さて、ここまでわけのわからないことをチラホラと言っていたかもしれないが全て真実である。

私はトリップというものを経験している。
20歳の誕生日から数ヶ月後、気がつくとこの世界にいた。
ちゃんと両親もいて、「春から立海大付属ね」なんて微笑まれたのがこの世界での初めての記憶。

この世界に来る前にハマっていた"テニスの王子様"の世界に来るなんてどこの夢小説だよ本当に。

私の中に今現在残っている記憶は、

・私がこの世界の人間ではないこと
・前の世界では20歳だったこと
・テニスの王子様に関すること

である。

前の世界の友人の記憶などはほとんど無い。
入学した当初は少しはあったものの少しずつ少しずつ消えていったのだ。

元々の身長も低かったしこの世界の中学生は背が高いため、以前の世界の体のまま来たらしいのだが違和感がない。

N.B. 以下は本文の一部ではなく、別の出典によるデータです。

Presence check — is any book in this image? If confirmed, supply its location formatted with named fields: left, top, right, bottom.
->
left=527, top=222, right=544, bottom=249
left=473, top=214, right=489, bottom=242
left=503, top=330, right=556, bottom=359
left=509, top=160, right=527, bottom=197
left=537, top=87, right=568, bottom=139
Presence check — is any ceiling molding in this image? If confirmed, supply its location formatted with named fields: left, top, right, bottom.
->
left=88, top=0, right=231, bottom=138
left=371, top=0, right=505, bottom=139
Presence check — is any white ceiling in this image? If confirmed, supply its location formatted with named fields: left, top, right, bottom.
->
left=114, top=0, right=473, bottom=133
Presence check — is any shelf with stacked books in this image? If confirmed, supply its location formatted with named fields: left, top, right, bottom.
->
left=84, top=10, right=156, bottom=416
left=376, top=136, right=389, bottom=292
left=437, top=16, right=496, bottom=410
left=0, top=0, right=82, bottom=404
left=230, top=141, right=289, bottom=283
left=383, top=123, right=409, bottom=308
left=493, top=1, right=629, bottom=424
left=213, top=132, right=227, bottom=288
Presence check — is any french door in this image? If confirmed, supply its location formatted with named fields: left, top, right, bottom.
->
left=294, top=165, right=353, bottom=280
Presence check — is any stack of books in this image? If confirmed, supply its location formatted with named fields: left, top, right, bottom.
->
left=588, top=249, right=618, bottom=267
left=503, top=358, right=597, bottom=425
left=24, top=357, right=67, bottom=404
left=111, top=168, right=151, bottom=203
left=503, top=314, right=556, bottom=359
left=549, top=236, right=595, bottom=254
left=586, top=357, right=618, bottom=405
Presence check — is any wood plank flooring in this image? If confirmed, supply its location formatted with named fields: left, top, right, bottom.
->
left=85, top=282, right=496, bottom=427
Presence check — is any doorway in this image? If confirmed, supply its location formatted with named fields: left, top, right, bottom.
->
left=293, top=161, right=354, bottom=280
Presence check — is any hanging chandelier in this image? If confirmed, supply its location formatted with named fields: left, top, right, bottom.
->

そんなこんなで立海大に入学したものの、20歳がもう一度中学生をするのはつらいものがある。

しかし、幸村と同じクラスだとわかった時はどれだけ嬉しかったか。でも、サボり癖はなかなか取れないもので教室に上がる頻度は変わりはしなかった。

あ、あともう一つ。
ここの世界の実家は埼玉のため、学校の近くで一人暮らしをしている。
中学生の一人暮らしなんて心配されたけど、20歳で一人暮らしをしていた私からすればへっちゃらだ。

漫画の世界の話だから中学生の一人暮らしでもなんでもありなんだと思う。

▽▲▽

幸村とお茶会をした翌々日、「クラスマッチに参加しよう!」と友人たちに引きずられて体育館に座っていた。

学校に来てはいるものの教室に来ないのは授業が嫌いだからだと思っている彼女たちは行事や学活が多い日はよくこうやって保健室に来て引きずって移動してくれるのだ。

気を遣われているのか遣われていないのか。
13〜14歳の彼女たちにとっては前者なのだろうけど。

今更だが、体感年齢としては5〜6歳も差があるのか。と気がついてなんだか姉のような気分になる。

バスケをしているので、体育館を走り回っているクラスメイトを眺めつつ、若さの素晴らしさを感じている。

クラスメイトはみんないい子で、私の姿を見かけるたびに「元気ー?」「連絡するねー!」なんて声をかけてくれるくらいには仲がいい。

男女も仲がいいから思春期ってなんだったっけ?なんて思ったりもするのだ。

バスケのコートを走り回る幸村や柳を見ていると、改めて中学生なんだよなぁと当たり前のことを思ったりする。

ちなみにテニプリはミュージカルの方も少しは嗜んでいたため、曲を思わず口ずさみそうになる。

アニメのキャラソンも浮かびそうだけど、やはり立体になって動き回られてるからテニミュの方がしっくりきちゃうんだよなぁ。

ピーーーと音がなり、試合が終了する。私のクラスの勝利だ。